To provide the newly created Python package to users throughout the organisation, we dockerized it and pushed it to the client’s GitLab container registry. The idea was to use it as a base image and then have users add the necessary code to put the generated data into whatever storage that they needed for their tests. As it turns out, by far not everyone in the organisation knew how to do that in Python, as some other teams used different languages for their solutions.

To solve this challenge indefinitely, we added some very simple FastAPI endpoints to our image, thus making it fully compatible with pretty much every language, as well as GitLab CI pipelines. Users can now generate test data locally, in CI testing jobs and even distribute the solution to test environments.

By leveraging the simplicity of Docker and the power of FastAPI, we managed to turn a complex problem into a scalable, user-friendly solution that could be widely adopted within the organization.

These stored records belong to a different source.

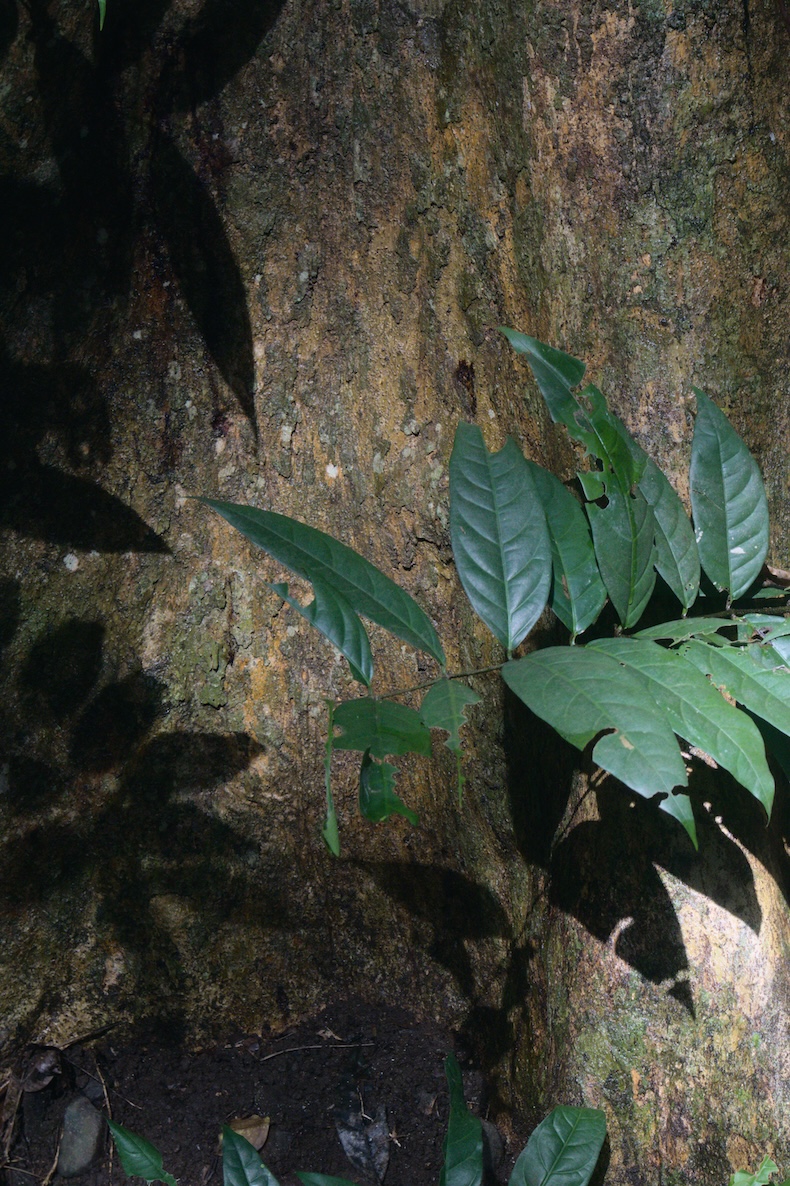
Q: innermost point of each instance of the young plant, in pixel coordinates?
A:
(562, 1151)
(715, 676)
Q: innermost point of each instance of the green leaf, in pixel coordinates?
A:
(759, 1178)
(623, 535)
(313, 555)
(765, 693)
(377, 797)
(241, 1164)
(581, 693)
(554, 371)
(679, 807)
(463, 1147)
(578, 593)
(677, 559)
(444, 707)
(699, 713)
(498, 535)
(728, 501)
(335, 618)
(139, 1158)
(381, 726)
(562, 1151)
(685, 627)
(322, 1180)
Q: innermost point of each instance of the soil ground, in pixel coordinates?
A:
(351, 1054)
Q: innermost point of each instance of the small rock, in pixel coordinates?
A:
(83, 1128)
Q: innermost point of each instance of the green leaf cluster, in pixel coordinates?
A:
(562, 1151)
(715, 677)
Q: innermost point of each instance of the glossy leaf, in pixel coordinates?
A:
(498, 534)
(623, 535)
(241, 1162)
(313, 555)
(444, 707)
(578, 592)
(677, 559)
(731, 517)
(696, 712)
(763, 692)
(562, 1151)
(377, 797)
(332, 616)
(679, 807)
(381, 726)
(583, 693)
(555, 372)
(463, 1147)
(139, 1158)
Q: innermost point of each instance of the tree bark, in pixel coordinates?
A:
(261, 255)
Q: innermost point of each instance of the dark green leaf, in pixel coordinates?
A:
(562, 1151)
(623, 535)
(581, 693)
(377, 797)
(335, 618)
(676, 555)
(381, 726)
(313, 555)
(765, 693)
(139, 1158)
(578, 593)
(698, 713)
(464, 1142)
(554, 371)
(679, 807)
(241, 1164)
(728, 501)
(444, 707)
(498, 534)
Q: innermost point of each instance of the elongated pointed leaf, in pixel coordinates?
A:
(381, 726)
(677, 559)
(581, 693)
(555, 372)
(728, 501)
(699, 713)
(377, 797)
(765, 693)
(498, 535)
(335, 618)
(578, 592)
(139, 1158)
(444, 707)
(679, 807)
(562, 1151)
(623, 534)
(314, 555)
(463, 1164)
(241, 1164)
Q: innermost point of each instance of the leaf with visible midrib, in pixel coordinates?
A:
(581, 693)
(314, 555)
(562, 1151)
(731, 517)
(498, 534)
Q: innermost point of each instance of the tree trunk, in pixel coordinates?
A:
(261, 255)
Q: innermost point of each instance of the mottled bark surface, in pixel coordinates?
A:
(261, 255)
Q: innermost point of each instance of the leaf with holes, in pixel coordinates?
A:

This not only boosted the speed and efficiency of testing but also contributed to a more cohesive and collaborative technology culture.

Conclusion

In conclusion, our innovative solution has vastly improved the way the client can test applications. By utilizing the Python Faker library, FastAPI, and Docker, we have made the process of generating infinite amounts of test data in different formats a breeze. This solution eliminates the need for constantly pulling new test data from production systems and reduces dependencies on other systems and teams, saving considerable time and effort. More importantly, it encourages a culture of interoperability and collaboration, fostering a more streamlined and efficient operational flow. The satisfaction and positive feedback from the teams have been testament to the success of this venture, reinforcing our conviction that the best and cost-efficient solutions are often the simplest ones.